The commons: the case of cars and public transportation
Someone from France told me she found it incredible that many American streets lack sidewalks.
Here many communities are built for cars, not people. This is especially true of suburbs, where pedestrian traffic is at risk from speeding vehicles.
In much of Europe people promenade through the streets in the evening, and people shop at local grocery stores. I recall observing that phenomenon in Spain: in the evening the streets were full of people, not cars. It was refreshing to watch.
Here in America few people walk. You sometimes see people drive across the street to go to a store or to mail a letter.
Automobiles are central to so much of what’s wrong with our economy, our way of life, our health, our environment, our foreign policy, our politics, and our isolation from others.
With slight exaggeration, one can say: Cars are filthy. Driving them is anti-social and selfish.
I haven’t driven my car in about three weeks. I take the bike and bus. But this hasn’t always been so for me.
I spoke with a coworker who drives into work everyday. He lives in Issaquah and drives into downtown Bellevue. The commute takes him about 20 minutes by car. He says that if he takes the bus the commute would require closer to an hour. The buses don’t come often enough, he says. He used to live in St. Petersburg and in Prague, and in both cities the buses and trams came often enough that you could actually use them.
If taking public transportation costs an hour in lost time, I can’t blame people for driving. But I’m sure many people drive not because it saves them much time, but just for the convenience. I’m soliciting hard data about this: for people who drive to work, what’s the distribution of the amount of time saved?
Americans, and Washingtonians in particular, so starve the government of taxes that the commons suffer. Transportation is a great example of this. The Puget Sound is inherently gorgeous. But due to the heavy traffic, the beauty is obscured by congestion, pollution, and noise. If you live in suburbs you can enjoy some green, but then you’re dependent on cars to drive into the city and to big-box stores.

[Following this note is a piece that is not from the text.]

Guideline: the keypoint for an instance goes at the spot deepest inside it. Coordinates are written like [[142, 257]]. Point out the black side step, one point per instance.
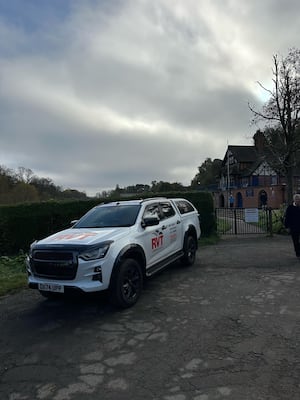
[[163, 264]]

It’s a shame that in most suburbs residential areas have no small, local shops. Instead, people drive to big-box stores. The lack of small, local shops is due partly to the economies of scale that large stores enjoy. It’s also due to perverse zoning laws and to subsidized roads. In Washington State, the state constitution requires all gas tax revenue to be applied to road construction and maintenance.
If you live in cities, there are typically sidewalks, good public transportation, and high concentration of housing. But the streets are still generally crowded with auto traffic, and there are often lots of homeless people and poorer people. It seems to me that everyone would be better off if homeless people and street people lived in the suburbs, where there is more land (for camping). It would be even better if there were no homeless people.
Cars are convenient, but they make our communities ugly, dirty, and unsustainable.